State storage (SS) does not have a direct notion of state sync. Rather, snapshots.Manager is responsible for creating and restoring snapshots of the entire state. The snapshots.Manager has a StorageSnapshotter field which is fulfilled by the StorageStore type, specifically it implements the Restore method. The Restore method reads off of a provided channel and writes key/value pairs directly to a batch object which is committed to the underlying SS engine.

Non-Consensus Data

Usage

An SS backend is meant to be used within a broader store implementation, as it only stores data for direct and historical query purposes. We define a Database interface in the storage package which is mean to be represent a VersionedDatabase with only the necessary methods. The StorageStore interface is meant to wrap or accept this Database type, e.g. RocksDB.
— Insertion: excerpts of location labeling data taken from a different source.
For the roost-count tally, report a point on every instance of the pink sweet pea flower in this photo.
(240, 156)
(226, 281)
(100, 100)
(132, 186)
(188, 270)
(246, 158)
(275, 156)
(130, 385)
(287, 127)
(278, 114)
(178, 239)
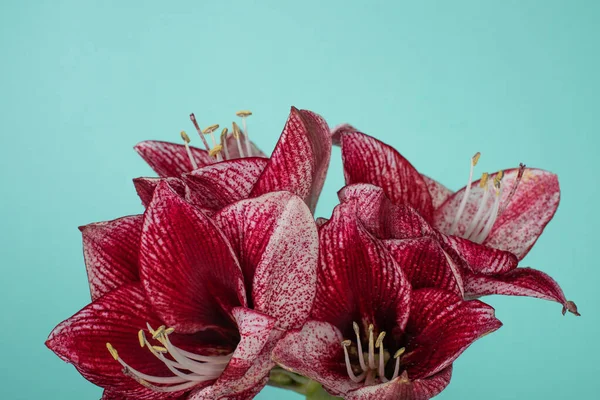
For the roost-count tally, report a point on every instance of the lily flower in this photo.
(371, 336)
(189, 307)
(235, 169)
(481, 225)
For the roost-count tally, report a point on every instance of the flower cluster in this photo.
(227, 283)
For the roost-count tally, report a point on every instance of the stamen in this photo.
(186, 142)
(244, 114)
(236, 136)
(193, 118)
(463, 203)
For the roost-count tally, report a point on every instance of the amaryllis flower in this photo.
(371, 336)
(481, 225)
(187, 306)
(235, 169)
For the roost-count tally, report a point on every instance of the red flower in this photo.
(480, 226)
(372, 336)
(298, 165)
(207, 299)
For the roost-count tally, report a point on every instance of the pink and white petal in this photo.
(368, 160)
(441, 326)
(187, 267)
(402, 388)
(300, 160)
(358, 280)
(111, 250)
(115, 318)
(251, 361)
(479, 258)
(519, 282)
(439, 193)
(145, 187)
(316, 352)
(381, 217)
(520, 224)
(218, 185)
(171, 159)
(275, 239)
(425, 264)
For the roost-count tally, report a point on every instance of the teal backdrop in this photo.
(82, 82)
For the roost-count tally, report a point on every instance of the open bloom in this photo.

The StorageStore interface is an abstraction or wrapper around the backing SS engine can be seen as the the main entry point to using SS.

Higher up the stack, there should exist a root.Store implementation. The root.Store is meant to encapsulate both an SS backend and an SC backend. The SS backend is defined by this StorageStore implementation.

In short, initialize your SS engine of choice and then provide that to NewStorageStore which will further be provided to root.Store as the SS backend.